Relatório da FAO revela perdas significativas na produção agrícola

Tiago Abech24 de abril de 2026 às 15:45
Calor extremo no Brasil impacta duramente o agronegócio

Um relatório da Organização das Nações Unidas para Alimentação e Agricultura (FAO) destaca que as temperaturas extremas no Brasil têm causado um impacto negativo significativo no agronegócio, com uma queda aproximada de 10% na produção de soja entre 2023 e 2024.

Perdas de milhões de toneladas na produção de soja devido ao calor.

Além da soja, o setor pecuário também sofreu consequências severas, levando a um aumento do estresse hídrico nos animais e a uma redução na produtividade e fertilidade da raça.

Impactos na Agricultura e Pecuária

  • 1Queda de quase 10% na produção de soja.
  • 2Perdas de milhões de toneladas na produção dos grãos.
  • 3Temperaturas superiores a 30ºC prejudicam a produtividade agrícola.
  • 4Estresse hídrico nos animais reduz a fertilidade e produção.
  • 5Temperaturas entre 26 a 28ºC afetam o consumo alimentar dos rebanhos.

Jorge Mesa, representante da FAO no Brasil, enfatiza a urgência de adaptações na agricultura, sugerindo que os produtores não devem mais contar apenas com as condições climáticas naturais.
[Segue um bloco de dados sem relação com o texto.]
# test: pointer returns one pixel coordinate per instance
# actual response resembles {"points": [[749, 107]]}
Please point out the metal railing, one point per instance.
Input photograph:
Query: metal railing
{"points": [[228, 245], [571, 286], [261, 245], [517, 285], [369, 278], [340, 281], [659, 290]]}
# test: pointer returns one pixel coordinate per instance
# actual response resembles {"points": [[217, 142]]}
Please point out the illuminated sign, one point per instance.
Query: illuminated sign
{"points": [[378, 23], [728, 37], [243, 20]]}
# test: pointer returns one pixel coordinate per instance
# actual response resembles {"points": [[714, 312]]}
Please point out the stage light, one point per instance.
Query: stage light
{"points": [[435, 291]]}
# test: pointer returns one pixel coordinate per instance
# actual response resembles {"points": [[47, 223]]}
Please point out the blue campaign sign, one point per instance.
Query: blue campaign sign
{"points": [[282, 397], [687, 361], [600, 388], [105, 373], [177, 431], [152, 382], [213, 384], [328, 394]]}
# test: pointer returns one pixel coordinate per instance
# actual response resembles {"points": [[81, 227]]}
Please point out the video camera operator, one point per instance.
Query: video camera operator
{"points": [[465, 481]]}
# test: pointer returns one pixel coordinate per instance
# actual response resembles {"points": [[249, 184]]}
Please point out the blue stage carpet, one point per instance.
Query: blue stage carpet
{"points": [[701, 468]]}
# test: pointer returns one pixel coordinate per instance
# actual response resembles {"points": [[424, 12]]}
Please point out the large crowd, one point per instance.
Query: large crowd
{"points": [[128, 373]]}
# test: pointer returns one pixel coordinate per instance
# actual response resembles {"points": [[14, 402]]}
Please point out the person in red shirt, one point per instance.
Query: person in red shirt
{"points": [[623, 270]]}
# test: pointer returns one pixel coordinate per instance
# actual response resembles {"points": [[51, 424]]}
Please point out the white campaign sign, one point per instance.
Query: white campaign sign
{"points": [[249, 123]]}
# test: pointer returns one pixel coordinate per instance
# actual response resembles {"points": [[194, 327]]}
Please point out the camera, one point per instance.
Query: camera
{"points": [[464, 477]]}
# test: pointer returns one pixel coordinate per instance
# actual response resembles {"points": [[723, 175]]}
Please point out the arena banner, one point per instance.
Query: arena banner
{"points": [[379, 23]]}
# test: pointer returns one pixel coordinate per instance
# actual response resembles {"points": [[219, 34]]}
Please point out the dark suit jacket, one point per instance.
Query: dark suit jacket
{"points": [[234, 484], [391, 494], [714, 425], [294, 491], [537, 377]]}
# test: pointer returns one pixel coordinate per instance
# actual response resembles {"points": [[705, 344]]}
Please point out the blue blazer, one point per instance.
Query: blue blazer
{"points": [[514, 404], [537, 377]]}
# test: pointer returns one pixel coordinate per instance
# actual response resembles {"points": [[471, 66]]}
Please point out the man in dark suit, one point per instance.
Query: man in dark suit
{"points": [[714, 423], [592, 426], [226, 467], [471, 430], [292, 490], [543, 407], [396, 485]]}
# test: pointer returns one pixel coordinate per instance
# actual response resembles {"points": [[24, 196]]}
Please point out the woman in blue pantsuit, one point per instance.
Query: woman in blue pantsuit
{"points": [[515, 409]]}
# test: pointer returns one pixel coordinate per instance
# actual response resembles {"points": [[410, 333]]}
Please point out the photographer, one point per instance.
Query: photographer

Ele recomenda inovações em tecnologia, práticas de manejo adequadas e elaboração de políticas públicas efetivas.

Práticas recomendadas incluem sombreamento, irrigação localizada e melhoramento genético.

O relatório ainda prevê que até 250 dias por ano poderiam ser considerados excessivamente quentes para o trabalho no campo, levantando preocupações sobre a segurança e bem-estar dos trabalhadores agrícolas.

Desafios para o Trabalho Rural

Para enfrentar essas condições adversas, o documento sugere reorganizar as jornadas de trabalho agrícola e adotar vestimentas apropriadas que possam ajudar a amenizar os efeitos do calor extremo.